Papa Bergoglio, d’altronde, viene dal Sud America. Dove queste tragedie – e queste “mobilitazioni” dolorose – sono ben più evidenti che da noi. Dove l’azione e la presenza della Chiesa, anche per queste ragioni, sono ben più estese che in Italia. E in Europa. Così la Lega di Salvini rivendica, in continuità con il passato recente, il proprio primato sulla stessa Chiesa. Almeno in Italia, è lei, la Lega, la vera religione. La vera rappresentante dei valori e delle tradizioni in ambito territoriale. A livello locale. La vera difesa della Croce contro gli infedeli e contro i nuovi barbari. Dal mondo che ci invade. Dalla globalizzazione che produce e riproduce solo insicurezza. Dalla perdita di ogni confine. La Lega di Salvini: è l’unica la vera, interprete dell'”Italia dei campanili”. I campanili. Prima di evocare luoghi di culto, richiamano il sentimento locale e localista dell’Italia. Un “popolo di compaesani”, per citare Paolo Segatti. Oggi il campanilismo, la religione del paese e dei paesi con l’iniziale minuscola, ha scavalcato i confini padani. La Lega di Salvini l’ha imposto anche nell’Italia rossa, dei municipi.

D’altronde, la Chiesa ha smesso da tempo di orientare le scelte politiche degli italiani. Non solo perché in Italia quasi tutti si dicono cattolici, ma a messa ci va, regolarmente, circa un italiano su quattro. Non 8 su 10, come negli anni Cinquanta. Ma perché gli stessi cattolici praticanti si distribuiscono, senza grandi differenze, fra schieramenti e partiti. Presso gli elettori della Lega, la pratica religiosa è coerente e quasi aderente a quella della popolazione.

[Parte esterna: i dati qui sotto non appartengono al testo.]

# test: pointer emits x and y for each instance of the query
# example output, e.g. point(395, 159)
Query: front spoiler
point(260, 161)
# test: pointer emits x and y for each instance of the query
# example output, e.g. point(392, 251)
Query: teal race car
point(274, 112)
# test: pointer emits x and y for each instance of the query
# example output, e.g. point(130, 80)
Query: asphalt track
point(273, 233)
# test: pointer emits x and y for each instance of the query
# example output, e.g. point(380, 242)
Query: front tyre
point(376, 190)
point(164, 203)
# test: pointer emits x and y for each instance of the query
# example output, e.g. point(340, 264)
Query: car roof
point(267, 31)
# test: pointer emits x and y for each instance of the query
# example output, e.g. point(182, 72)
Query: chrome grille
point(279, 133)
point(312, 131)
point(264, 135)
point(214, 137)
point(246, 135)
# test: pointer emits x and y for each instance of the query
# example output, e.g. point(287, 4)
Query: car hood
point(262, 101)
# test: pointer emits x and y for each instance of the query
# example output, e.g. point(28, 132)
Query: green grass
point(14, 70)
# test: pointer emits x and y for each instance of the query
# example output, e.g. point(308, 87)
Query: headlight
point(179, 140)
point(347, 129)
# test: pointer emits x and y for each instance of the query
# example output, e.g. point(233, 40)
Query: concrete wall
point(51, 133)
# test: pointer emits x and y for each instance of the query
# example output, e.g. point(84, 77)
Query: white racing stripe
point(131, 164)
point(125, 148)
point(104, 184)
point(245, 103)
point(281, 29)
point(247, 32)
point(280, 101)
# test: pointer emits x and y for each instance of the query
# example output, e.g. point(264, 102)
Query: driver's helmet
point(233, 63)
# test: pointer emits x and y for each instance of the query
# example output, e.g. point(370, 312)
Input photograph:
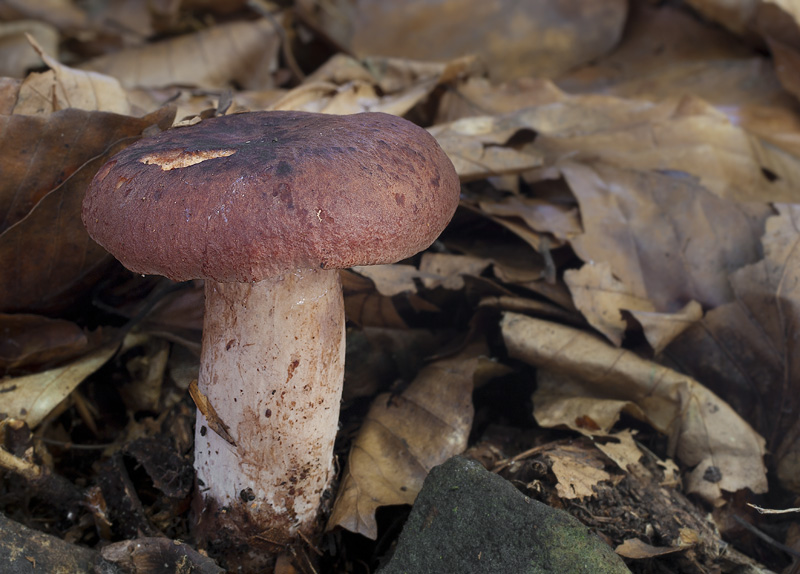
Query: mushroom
point(266, 207)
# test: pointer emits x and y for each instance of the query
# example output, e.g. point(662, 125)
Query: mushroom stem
point(272, 368)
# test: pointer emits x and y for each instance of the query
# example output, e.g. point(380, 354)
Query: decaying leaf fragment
point(32, 397)
point(203, 405)
point(403, 437)
point(721, 450)
point(752, 343)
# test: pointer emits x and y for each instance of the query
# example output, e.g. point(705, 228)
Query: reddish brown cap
point(250, 196)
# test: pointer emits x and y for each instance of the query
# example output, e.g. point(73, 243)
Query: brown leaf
point(601, 298)
point(29, 341)
point(32, 397)
point(577, 470)
point(17, 55)
point(446, 269)
point(64, 87)
point(666, 238)
point(723, 452)
point(215, 423)
point(540, 215)
point(45, 252)
point(244, 52)
point(403, 437)
point(365, 306)
point(751, 344)
point(660, 329)
point(639, 550)
point(515, 39)
point(484, 146)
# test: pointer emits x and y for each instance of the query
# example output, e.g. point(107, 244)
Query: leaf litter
point(626, 247)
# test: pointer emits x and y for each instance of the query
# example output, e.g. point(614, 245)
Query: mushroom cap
point(255, 195)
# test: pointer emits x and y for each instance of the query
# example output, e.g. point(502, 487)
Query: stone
point(467, 519)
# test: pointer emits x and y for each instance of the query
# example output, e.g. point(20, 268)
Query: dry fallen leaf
point(722, 452)
point(485, 146)
point(577, 471)
point(515, 39)
point(31, 341)
point(32, 397)
point(63, 87)
point(404, 436)
point(750, 344)
point(667, 240)
point(244, 52)
point(46, 255)
point(602, 298)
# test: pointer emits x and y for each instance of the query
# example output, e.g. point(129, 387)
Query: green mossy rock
point(467, 519)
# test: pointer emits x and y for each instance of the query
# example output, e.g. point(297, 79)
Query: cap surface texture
point(250, 196)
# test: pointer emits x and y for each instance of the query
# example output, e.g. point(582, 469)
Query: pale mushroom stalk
point(266, 206)
point(272, 365)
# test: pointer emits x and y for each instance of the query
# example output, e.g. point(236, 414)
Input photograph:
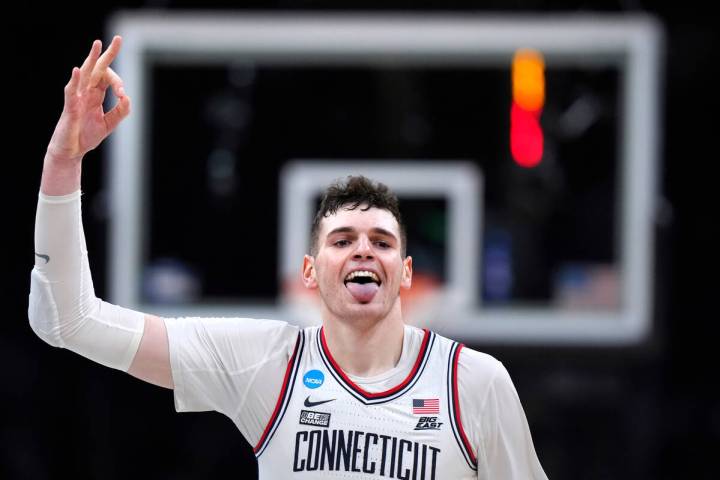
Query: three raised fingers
point(102, 64)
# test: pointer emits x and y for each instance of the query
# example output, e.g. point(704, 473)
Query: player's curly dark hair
point(353, 192)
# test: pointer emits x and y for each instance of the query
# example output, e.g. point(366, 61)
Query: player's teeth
point(362, 273)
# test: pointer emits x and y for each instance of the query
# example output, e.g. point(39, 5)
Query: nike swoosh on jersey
point(309, 404)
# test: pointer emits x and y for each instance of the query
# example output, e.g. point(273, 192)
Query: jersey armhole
point(455, 413)
point(283, 396)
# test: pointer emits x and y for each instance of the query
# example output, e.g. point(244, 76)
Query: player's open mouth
point(363, 285)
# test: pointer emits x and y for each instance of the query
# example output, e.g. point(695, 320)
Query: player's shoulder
point(482, 365)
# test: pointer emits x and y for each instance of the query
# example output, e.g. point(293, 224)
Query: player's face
point(359, 268)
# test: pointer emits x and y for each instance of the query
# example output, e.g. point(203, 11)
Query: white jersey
point(327, 426)
point(444, 412)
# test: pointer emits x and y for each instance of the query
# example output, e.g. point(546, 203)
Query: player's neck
point(366, 349)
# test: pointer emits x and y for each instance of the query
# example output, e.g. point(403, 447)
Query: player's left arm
point(495, 421)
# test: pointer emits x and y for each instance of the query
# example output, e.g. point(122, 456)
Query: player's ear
point(309, 278)
point(407, 273)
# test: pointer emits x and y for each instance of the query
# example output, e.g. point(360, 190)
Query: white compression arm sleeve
point(63, 309)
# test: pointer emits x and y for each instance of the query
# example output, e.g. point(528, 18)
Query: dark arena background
point(638, 408)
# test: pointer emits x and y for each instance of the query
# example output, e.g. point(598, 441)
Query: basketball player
point(362, 396)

Mentre in origine la Lega era la Chiesa dei “cattolici non praticanti”. Quelli che andavano a messa solo in poche occasioni. Pasqua, Natale. Matrimoni e funerali. Oggi però non c’è più il partito “dei” cattolici. Ma neppure un partito “di” (soli) cattolici. Come Arturo Parisi definiva la Dc degli anni Ottanta. I cattolici, praticanti, tiepidi e indifferenti, non hanno più appartenenze. Semmai, si distinguono per un maggior grado di incertezza e distacco. Dai partiti e dal voto. La Chiesa, anche per questo, oggi – e da tempo – agisce autonomamente, a tutela dei propri valori e – ovviamente – dei propri interessi. Così la Lega la incalza, la contesta. Le fa concorrenza. In ambito nazionale e locale. La Lega di Salvini. La “vera” Chiesa dei “veri” italiani. Che si illudono di fermare il tempo e di chiudersi entro i propri confini. Perché tutto il mondo è paese. Se riusciamo a presidiare i muri che difendono il “nostro” paese dal mondo.